Ayik Gokhan, Kolac Ulas Can, Aksoy Taha, Yilmaz Abdurrahman, Sili Mazlum Veysel, Tokgozoglu Mazhar, Huri Gazi
Department of Orthopedics and Traumatology, Yuksek Ihtisas University Faculty of Medicine, Ankara, Türkiye.
Department of Orthopedics and Traumatology, Hacettepe University Faculty Of Medicine, Ankara, Türkiye.
Acta Orthop Traumatol Turc. 2025 Mar 17;59(1):18-26. doi: 10.5152/j.aott.2025.24090.
The aim of this study was to evaluate and compare the performance of the artificial intelligence (AI) models ChatGPT-3.5, ChatGPT-4, and Gemini on the Turkish Specialization Training and Development Examination (UEGS) to determine their utility in medical education and their potential to improve patient care.
This retrospective study analyzed responses of ChatGPT-3.5, ChatGPT-4, and Gemini to 1000 true or false questions from UEGS administered over 5 years (2018-2023). Questions, encompassing 9 orthopedic subspecialties, were categorized by 2 independent residents, with discrepancies resolved by a senior author. Artificial intelligence models were restarted for each query to prevent data retention. Performance was evaluated by calculating net scores and comparing them to orthopedic resident scores obtained from the Turkish Orthopedics and Traumatology Education Council (TOTEK) database. Statistical analyses included chi-squared tests, Bonferroni-adjusted Z tests, Cochran's Q test, and receiver operating characteristic (ROC) analysis to determine the optimal question length for AI accuracy. All AI responses were generated independently without retaining prior information.
Significant di!erences in AI tool accuracy were observed across di!erent years and subspecialties (P < .001). ChatGPT-4 consistently outperformed other models, achieving the highest overall accuracy (95% in specific subspecialties). Notably, ChatGPT-4 demonstrated superior performance in Basic and General Orthopedics and Foot and Ankle Surgery, while Gemini and ChatGPT-3.5 showed variability in accuracy across topics and years. Receiver operating characteristic analysis revealed a significant relationship between shorter letter counts and higher accuracy for ChatGPT-4 (P=.002). ChatGPT-4 showed significant negative correlations between letter count and accuracy across all years (r="0.099, P=.002), outperformed residents in basic and general orthopedics (P=.015) and trauma (P=.012), unlike other AI models.

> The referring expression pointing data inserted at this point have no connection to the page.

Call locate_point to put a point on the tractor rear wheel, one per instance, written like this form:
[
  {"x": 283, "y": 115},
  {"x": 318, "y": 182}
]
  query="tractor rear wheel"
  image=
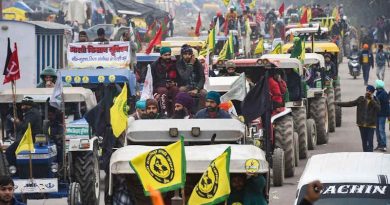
[
  {"x": 311, "y": 134},
  {"x": 87, "y": 174},
  {"x": 284, "y": 138},
  {"x": 337, "y": 95},
  {"x": 319, "y": 112},
  {"x": 299, "y": 116},
  {"x": 278, "y": 167}
]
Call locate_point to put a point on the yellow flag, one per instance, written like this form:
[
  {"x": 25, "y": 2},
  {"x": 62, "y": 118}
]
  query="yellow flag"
[
  {"x": 118, "y": 113},
  {"x": 26, "y": 144},
  {"x": 214, "y": 186},
  {"x": 226, "y": 2},
  {"x": 162, "y": 169},
  {"x": 277, "y": 49},
  {"x": 260, "y": 47}
]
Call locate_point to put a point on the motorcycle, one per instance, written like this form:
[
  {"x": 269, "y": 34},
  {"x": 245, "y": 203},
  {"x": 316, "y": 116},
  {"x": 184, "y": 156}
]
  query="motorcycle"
[{"x": 354, "y": 66}]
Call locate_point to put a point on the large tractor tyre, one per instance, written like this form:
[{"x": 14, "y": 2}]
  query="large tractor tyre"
[
  {"x": 87, "y": 174},
  {"x": 311, "y": 134},
  {"x": 3, "y": 164},
  {"x": 278, "y": 167},
  {"x": 337, "y": 95},
  {"x": 74, "y": 196},
  {"x": 299, "y": 116},
  {"x": 296, "y": 149},
  {"x": 331, "y": 110},
  {"x": 319, "y": 112},
  {"x": 284, "y": 138}
]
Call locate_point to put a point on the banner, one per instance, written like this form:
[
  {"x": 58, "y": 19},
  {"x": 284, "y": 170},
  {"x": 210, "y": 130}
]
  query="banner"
[{"x": 91, "y": 55}]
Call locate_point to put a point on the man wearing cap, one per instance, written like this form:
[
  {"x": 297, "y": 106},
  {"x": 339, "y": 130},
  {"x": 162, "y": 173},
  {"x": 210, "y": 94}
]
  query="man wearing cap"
[
  {"x": 165, "y": 79},
  {"x": 212, "y": 110},
  {"x": 366, "y": 61},
  {"x": 191, "y": 74},
  {"x": 230, "y": 69},
  {"x": 140, "y": 107},
  {"x": 31, "y": 116},
  {"x": 152, "y": 112},
  {"x": 183, "y": 106},
  {"x": 383, "y": 114},
  {"x": 366, "y": 116}
]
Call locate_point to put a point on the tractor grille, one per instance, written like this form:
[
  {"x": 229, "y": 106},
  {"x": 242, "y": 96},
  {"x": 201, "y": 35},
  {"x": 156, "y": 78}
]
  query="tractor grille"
[{"x": 39, "y": 171}]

The findings underscore the advancing role of AI in the medical field, with ChatGPT-4 demonstrating significant potential as a tool for medical education and clinical decision-making. Continuous evaluation and refinement of AI technologies are essential to enhance their educational and clinical impact.
本研究旨在评估和比较人工智能(AI)模型ChatGPT-3.5、ChatGPT-4和Gemini在土耳其专科培训与发展考试(UEGS)中的表现,以确定它们在医学教育中的效用以及改善患者护理的潜力。

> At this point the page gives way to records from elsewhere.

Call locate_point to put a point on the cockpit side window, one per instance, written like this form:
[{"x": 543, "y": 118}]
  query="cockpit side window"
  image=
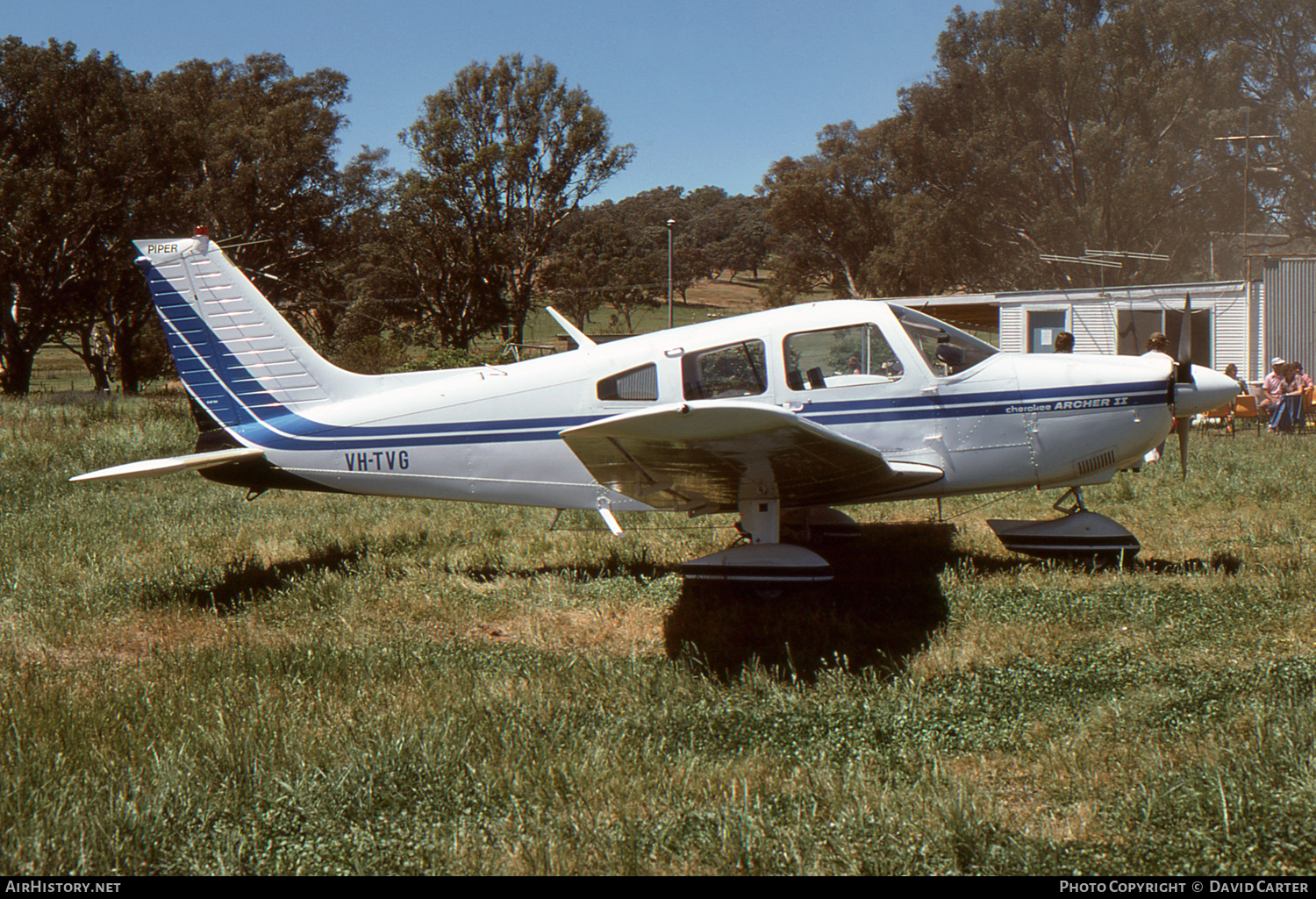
[
  {"x": 840, "y": 357},
  {"x": 640, "y": 383},
  {"x": 723, "y": 371},
  {"x": 947, "y": 349}
]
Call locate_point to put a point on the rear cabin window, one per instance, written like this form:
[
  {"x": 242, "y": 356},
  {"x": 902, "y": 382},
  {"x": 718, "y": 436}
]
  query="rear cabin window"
[
  {"x": 726, "y": 371},
  {"x": 948, "y": 350},
  {"x": 840, "y": 357},
  {"x": 639, "y": 383}
]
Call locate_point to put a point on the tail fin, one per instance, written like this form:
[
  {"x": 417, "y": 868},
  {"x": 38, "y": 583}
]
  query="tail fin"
[{"x": 234, "y": 353}]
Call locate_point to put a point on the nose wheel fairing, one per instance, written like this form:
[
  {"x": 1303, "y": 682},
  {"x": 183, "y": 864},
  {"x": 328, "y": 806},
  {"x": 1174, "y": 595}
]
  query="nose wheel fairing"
[{"x": 1076, "y": 535}]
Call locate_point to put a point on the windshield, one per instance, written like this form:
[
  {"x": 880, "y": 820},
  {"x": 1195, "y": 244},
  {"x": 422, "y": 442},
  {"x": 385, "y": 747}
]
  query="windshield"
[{"x": 947, "y": 349}]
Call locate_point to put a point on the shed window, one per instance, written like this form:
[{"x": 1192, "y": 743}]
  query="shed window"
[{"x": 840, "y": 357}]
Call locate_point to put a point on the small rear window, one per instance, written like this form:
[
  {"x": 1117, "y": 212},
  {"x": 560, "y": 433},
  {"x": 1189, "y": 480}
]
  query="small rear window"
[{"x": 632, "y": 384}]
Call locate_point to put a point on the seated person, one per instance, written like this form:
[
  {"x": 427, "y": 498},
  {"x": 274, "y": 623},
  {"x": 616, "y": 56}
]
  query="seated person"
[
  {"x": 1290, "y": 408},
  {"x": 1232, "y": 371}
]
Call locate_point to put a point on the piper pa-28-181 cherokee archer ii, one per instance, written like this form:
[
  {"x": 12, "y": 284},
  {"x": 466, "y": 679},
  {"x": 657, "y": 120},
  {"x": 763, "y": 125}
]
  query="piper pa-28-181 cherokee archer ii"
[{"x": 774, "y": 415}]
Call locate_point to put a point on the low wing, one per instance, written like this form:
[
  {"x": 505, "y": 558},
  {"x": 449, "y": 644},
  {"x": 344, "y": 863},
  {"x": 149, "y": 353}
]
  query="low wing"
[
  {"x": 157, "y": 467},
  {"x": 710, "y": 456}
]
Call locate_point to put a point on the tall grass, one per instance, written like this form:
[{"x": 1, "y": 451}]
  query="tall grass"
[{"x": 305, "y": 683}]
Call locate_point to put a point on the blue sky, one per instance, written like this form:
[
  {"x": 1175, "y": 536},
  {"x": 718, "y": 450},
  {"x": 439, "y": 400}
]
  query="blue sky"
[{"x": 710, "y": 92}]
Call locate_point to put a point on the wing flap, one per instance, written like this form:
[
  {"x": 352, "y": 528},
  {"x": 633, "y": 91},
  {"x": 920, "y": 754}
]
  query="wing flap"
[
  {"x": 157, "y": 467},
  {"x": 710, "y": 456}
]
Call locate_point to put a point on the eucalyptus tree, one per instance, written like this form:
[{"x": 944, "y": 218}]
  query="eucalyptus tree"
[
  {"x": 507, "y": 153},
  {"x": 247, "y": 150},
  {"x": 1276, "y": 41},
  {"x": 1049, "y": 126},
  {"x": 65, "y": 129}
]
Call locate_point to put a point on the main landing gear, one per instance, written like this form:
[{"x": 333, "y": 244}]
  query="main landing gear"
[{"x": 1078, "y": 535}]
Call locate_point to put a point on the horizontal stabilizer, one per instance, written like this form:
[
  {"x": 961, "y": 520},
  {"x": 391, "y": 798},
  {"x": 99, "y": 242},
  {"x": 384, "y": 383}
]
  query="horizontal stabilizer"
[{"x": 157, "y": 467}]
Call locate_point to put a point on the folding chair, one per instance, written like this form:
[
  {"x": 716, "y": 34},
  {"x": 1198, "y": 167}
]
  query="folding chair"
[{"x": 1245, "y": 407}]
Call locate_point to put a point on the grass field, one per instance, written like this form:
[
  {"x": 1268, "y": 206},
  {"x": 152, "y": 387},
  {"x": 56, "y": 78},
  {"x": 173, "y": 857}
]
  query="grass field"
[{"x": 310, "y": 683}]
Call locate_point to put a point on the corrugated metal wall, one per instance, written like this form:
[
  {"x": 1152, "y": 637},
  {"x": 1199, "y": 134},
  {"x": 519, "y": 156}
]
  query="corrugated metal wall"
[
  {"x": 1094, "y": 328},
  {"x": 1290, "y": 325}
]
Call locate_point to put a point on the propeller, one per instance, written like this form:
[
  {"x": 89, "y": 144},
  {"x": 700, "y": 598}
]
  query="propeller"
[{"x": 1184, "y": 375}]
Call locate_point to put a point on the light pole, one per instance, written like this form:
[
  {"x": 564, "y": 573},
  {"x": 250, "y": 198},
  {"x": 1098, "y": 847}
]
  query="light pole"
[{"x": 670, "y": 223}]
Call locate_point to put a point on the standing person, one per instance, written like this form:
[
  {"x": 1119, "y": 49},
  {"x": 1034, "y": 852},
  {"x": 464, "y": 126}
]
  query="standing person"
[{"x": 1271, "y": 392}]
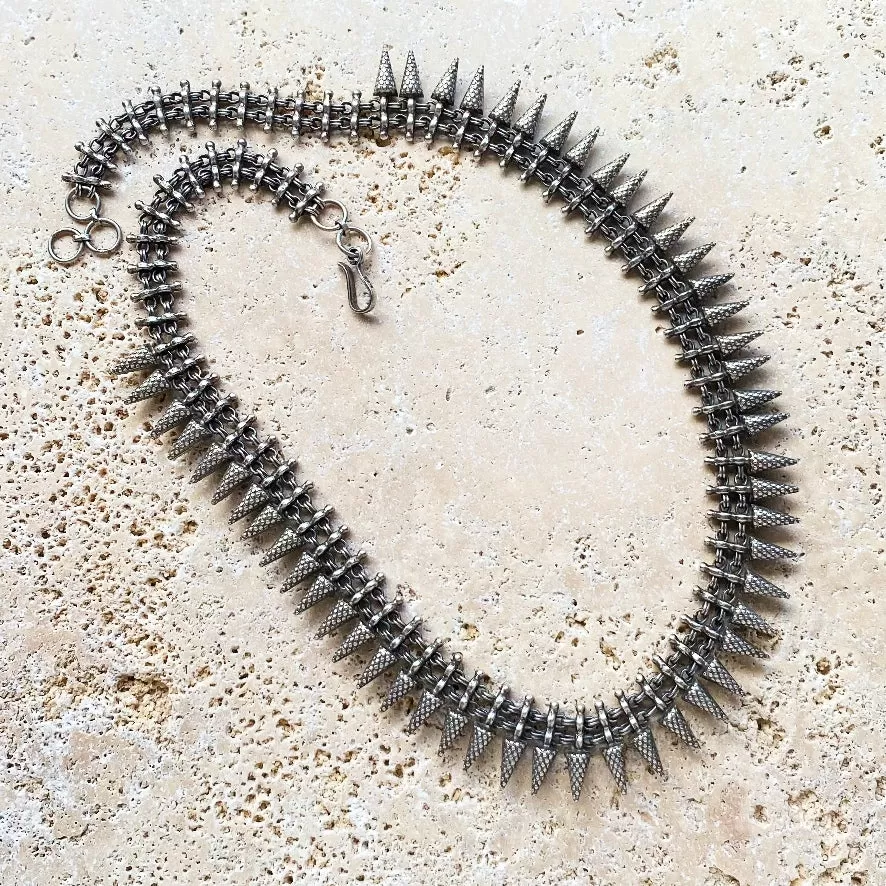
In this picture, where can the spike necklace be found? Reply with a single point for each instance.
(279, 504)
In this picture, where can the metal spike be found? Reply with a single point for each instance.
(556, 138)
(444, 91)
(154, 385)
(410, 87)
(716, 673)
(503, 112)
(527, 122)
(614, 755)
(173, 415)
(541, 763)
(578, 154)
(234, 476)
(605, 175)
(378, 664)
(305, 568)
(454, 725)
(644, 742)
(647, 215)
(384, 82)
(577, 766)
(698, 696)
(321, 589)
(473, 97)
(252, 501)
(360, 636)
(511, 751)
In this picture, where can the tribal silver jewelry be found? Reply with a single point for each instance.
(278, 504)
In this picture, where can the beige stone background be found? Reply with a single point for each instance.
(509, 439)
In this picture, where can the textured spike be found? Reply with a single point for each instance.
(378, 664)
(233, 477)
(454, 725)
(154, 385)
(384, 82)
(305, 568)
(410, 87)
(614, 755)
(427, 704)
(252, 501)
(605, 175)
(761, 587)
(556, 138)
(319, 590)
(287, 543)
(173, 415)
(675, 722)
(697, 695)
(762, 517)
(473, 97)
(527, 122)
(210, 462)
(667, 237)
(647, 215)
(541, 763)
(716, 673)
(644, 742)
(768, 461)
(577, 767)
(481, 738)
(444, 91)
(686, 261)
(749, 400)
(511, 751)
(360, 636)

这项回顾性研究分析了ChatGPT-3.5、ChatGPT-4和Gemini对5年(2018 - 2023年)期间UEGS的1000道是非题的回答。涵盖9个骨科亚专业的问题由2名独立的住院医师进行分类,如有差异则由一位资深作者解决。每个查询都重新启动人工智能模型以防止数据保留。通过计算净分数并将其与从土耳其骨科学与创伤学教育委员会(TOTEK)数据库获得的骨科住院医师分数进行比较来评估表现。统计分析包括卡方检验、Bonferroni校正的Z检验、 Cochr an's Q检验和受试者工作特征(ROC)分析,以确定人工智能准确性的最佳问题长度。所有人工智能回答均独立生成,不保留先前信息。
在不同年份和亚专业中观察到人工智能工具准确性存在显著差异(P <.001)。ChatGPT-4始终优于其他模型,总体准确率最高(某些亚专业中为95%)。值得注意的是,ChatGPT-4在基础和普通骨科以及足踝外科表现出色,而Gemini和ChatGPT-3.5在不同主题和年份的准确性存在差异。受试者工作特征分析显示,ChatGPT-4的字母计数越少与准确性越高之间存在显著关系(P =.002)。ChatGPT-4在所有年份中字母计数与准确性之间均显示出显著的负相关(r = 0.099,P =.002),在基础和普通骨科(P =.015)以及创伤科(P =.012)方面优于住院医师,这与其他人工智能模型不同。
研究结果强调了人工智能在医学领域的不断推进作用,ChatGPT-4作为医学教育和临床决策工具具有巨大潜力。持续评估和改进人工智能技术对于增强其教育和临床影响至关重要。